Report on Karangetang (Indonesia) — 13 December-19 December 2000
Smithsonian / US Geological Survey Weekly Volcanic Activity Report,
13 December-19 December 2000
Managing Editor: Gari Mayberry
Please cite this report as:
Global Volcanism Program, 2000. Report on Karangetang (Indonesia). In: Mayberry, G (ed.), Weekly Volcanic Activity Report, 13 December-19 December 2000. Smithsonian Institution and US Geological Survey.
2.781°N, 125.407°E; summit elev. 1797 m
All times are local (unless otherwise noted)
The VSI reported that during 5-11 December activity increased at Karangetang in comparison to previous weeks. Seismic activity was high, with an extreme increase in volcanic earthquakes. A thin plume was emitted from the main crater and Crater II; the plume rose up to 50 m above the summit and a "fire plume" reached up to 25 m above the summit. The volcano remained at Alert Level 2 (ranging from 1 to 4).

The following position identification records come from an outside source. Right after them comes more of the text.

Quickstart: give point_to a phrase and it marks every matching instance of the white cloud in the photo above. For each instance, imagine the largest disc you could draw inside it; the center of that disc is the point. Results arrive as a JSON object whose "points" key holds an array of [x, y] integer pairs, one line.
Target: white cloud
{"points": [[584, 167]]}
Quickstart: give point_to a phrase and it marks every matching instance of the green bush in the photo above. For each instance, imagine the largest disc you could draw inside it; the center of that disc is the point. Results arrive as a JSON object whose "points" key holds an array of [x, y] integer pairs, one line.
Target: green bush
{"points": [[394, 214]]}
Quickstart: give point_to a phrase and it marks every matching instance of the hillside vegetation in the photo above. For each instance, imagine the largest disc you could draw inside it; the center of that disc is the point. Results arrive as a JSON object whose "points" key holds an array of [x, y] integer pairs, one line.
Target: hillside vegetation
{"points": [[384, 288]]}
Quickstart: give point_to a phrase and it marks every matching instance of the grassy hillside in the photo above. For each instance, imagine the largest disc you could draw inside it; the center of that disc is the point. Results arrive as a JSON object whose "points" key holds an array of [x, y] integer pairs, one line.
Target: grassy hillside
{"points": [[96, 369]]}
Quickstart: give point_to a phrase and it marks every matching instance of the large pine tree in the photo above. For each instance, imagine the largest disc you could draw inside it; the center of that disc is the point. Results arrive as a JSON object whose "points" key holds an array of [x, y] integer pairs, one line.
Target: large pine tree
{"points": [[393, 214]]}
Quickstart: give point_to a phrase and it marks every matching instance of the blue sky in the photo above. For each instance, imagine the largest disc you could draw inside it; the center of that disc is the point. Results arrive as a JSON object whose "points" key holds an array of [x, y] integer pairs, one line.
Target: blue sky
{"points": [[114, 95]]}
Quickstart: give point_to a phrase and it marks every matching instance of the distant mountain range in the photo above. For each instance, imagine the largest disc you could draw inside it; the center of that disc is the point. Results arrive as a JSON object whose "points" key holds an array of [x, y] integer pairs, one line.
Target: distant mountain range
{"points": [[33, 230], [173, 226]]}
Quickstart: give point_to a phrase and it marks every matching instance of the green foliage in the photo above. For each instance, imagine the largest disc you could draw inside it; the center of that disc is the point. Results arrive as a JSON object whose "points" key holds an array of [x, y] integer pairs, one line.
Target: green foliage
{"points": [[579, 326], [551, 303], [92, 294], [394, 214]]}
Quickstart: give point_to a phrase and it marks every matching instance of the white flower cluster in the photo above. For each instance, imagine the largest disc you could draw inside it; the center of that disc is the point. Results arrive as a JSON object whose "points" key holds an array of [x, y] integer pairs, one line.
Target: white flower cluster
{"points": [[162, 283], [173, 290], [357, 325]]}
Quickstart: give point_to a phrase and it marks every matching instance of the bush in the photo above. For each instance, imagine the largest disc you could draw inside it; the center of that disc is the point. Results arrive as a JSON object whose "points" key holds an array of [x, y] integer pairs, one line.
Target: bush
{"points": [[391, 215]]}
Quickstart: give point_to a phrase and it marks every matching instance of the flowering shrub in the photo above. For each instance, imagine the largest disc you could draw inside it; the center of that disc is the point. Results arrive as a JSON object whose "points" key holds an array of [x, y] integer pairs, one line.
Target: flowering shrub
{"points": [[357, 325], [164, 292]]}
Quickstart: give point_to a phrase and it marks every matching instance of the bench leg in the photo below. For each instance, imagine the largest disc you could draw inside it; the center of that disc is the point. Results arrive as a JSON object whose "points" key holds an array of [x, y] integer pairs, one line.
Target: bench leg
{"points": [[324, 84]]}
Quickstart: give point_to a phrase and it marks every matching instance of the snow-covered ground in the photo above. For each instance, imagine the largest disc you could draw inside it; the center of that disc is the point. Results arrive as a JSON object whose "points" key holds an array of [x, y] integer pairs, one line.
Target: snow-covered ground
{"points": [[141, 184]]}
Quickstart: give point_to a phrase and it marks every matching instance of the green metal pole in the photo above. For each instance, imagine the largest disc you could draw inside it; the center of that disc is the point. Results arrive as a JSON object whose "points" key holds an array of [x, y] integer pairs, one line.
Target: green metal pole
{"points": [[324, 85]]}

Geological Summary. Karangetang (Api Siau) volcano lies at the northern end of the island of Siau, about 125 km NNE of the NE-most point of Sulawesi. The stratovolcano contains five summit craters along a N-S line. It is one of Indonesia's most active volcanoes, with more than 40 eruptions recorded since 1675 and many additional small eruptions that were not documented (Neumann van Padang, 1951). Twentieth-century eruptions have included frequent explosive activity sometimes accompanied by pyroclastic flows and lahars. Lava dome growth has occurred in the summit craters; collapse of lava flow fronts have produced pyroclastic flows.